O Benfica garante que os No Name Boys não têm um sede fornecida pelo clube. Este esclarecimento surge na sequência da chamada de Luís Filipe Vieira, presidente do clube da Luz, para testemunhar no âmbito do processo que levou à detenção de três dezenas de elementos dos No Name Boys. Segundo o Expresso, o Ministério Público quer saber como é que uma claque que não está legalizada tinha direito a um espaço, conhecido como “Casinha”.

“Estamos a falar de um espaço para sócios de porta aberta. E como os No Name Boys são sócios do Benfica podem utilizá-lo. As autoridades estão a partir de uma premissa errada. O próprio mandado partia do princípio que aquilo era a sede dos No Name Boys. O mandado é errado no seu objecto. Como já disse, aquele é um espaço aberto destinado aos sócios e que, inclusivamente, se encontra actualmente em obras”, disse João Gabriel, director de comunicação dos encarnados, ao DN, garantindo que Luís Filipe Vieira “não foi ainda notificado, mas se o for testemunhará sem problemas”.

O Benfica é o único dos três grandes que não tem qualquer claque legalizada –No Name Boys e Diabos Vermelhos. Manuel Brito, presidente da Comissão de Ética do Conselho Nacional do Desporto, realça o empenho de Luís Filipe Vieira em ver as claques do Benfica legalizadas, precisamente ele que foi insultado e ameaçado fisicamente em Julho por elementos ligados aos grupos de adeptos após uma assembleia geral do clube.

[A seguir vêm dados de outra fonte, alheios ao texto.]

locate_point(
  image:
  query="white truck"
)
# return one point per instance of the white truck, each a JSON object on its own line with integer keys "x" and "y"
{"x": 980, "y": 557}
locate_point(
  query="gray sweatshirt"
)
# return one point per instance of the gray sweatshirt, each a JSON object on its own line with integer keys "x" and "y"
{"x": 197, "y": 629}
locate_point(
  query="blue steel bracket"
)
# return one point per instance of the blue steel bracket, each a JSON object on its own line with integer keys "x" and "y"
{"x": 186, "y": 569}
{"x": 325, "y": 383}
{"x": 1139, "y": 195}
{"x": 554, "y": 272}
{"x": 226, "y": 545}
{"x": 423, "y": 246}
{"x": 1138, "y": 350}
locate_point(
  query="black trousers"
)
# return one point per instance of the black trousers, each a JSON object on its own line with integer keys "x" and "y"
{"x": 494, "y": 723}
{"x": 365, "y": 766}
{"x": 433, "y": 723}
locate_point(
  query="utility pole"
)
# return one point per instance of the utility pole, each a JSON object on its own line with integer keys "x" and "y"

“Houve um esforço por parte do Benfica. O clube estava preocupado com as multas provocadas pelo arremesso de petardos, very lights, objectos pirotécnicos. Houve um esforço inegável por parte de Luís Filipe Vieira. Agora estamos à espera da versão final da lei.”

Jogos à porta fechada

Manuel Brito realça que há duas possibilidades, na nova lei, para legalizar claques: “Uma são os chamados grupos organizados de adeptos enquanto associação e de acordo com o código civil. Depois há uma proposta do Benfica que visa reconhecer grupos organizados de sócios, o que na prática configura uma claque.”

Com a actual lei em vigor, os clubes que apoiem claques não legalizadas têm de jogar noutro estádio. Com a nova lei, que espera aprovação na Assembleia da República, têm de jogar à porta  fechada, com danos financeiros evidentes.